Simon Willison — 2026-06-28#
Highlight#
The standout thought today is a philosophical shift on AI-assisted programming via Jon Udell, challenging the phrase “human in the loop”. It’s a crucial perspective for developers—framing autonomous tools as “agents in our loop” rather than black boxes, ensuring we maintain our engineering authority.
Posts#
Quoting Jon Udell Simon highlights a thought-provoking quote from Jon Udell about how we frame AI-assisted development. Udell pushes back against the standard “human in the loop” terminology, arguing that it inherently surrenders authority to the machine. Instead, he advocates for an “agent in the loop” approach where developers maintain their standard workflows and simply invite agentic software in to assist. It is a necessary reminder to treat generative AI as a tool that serves the engineering team, rather than an unreviewable black box that just takes prompts and emits features.
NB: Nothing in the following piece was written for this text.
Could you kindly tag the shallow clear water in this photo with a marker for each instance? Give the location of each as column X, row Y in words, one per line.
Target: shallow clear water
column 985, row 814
Hack Your Summer Simon shares an initiative he learned about from DJ Patil called “Hack Your Summer,” aimed at helping undergraduate students, graduate students, and recent grads build real, public-facing projects. The four-week high-velocity sprint was created as a direct response to this year’s internship crisis, offering a practical alternative for early-career developers who missed out on scarce placements as companies scaled back hiring. The program teaches participants how to make steady progress with peer and mentor support, and they are currently seeking volunteers to help coach the next cohort starting July 13th.
Project Pulse#
Today’s posts step back from raw code and CLI releases to focus on the human dynamics of software engineering. The common thread is how people fit into the process—whether that means rethinking how experienced engineers integrate autonomous coding agents into their teams, or how the community is stepping up to mentor the next generation through a tough internship market.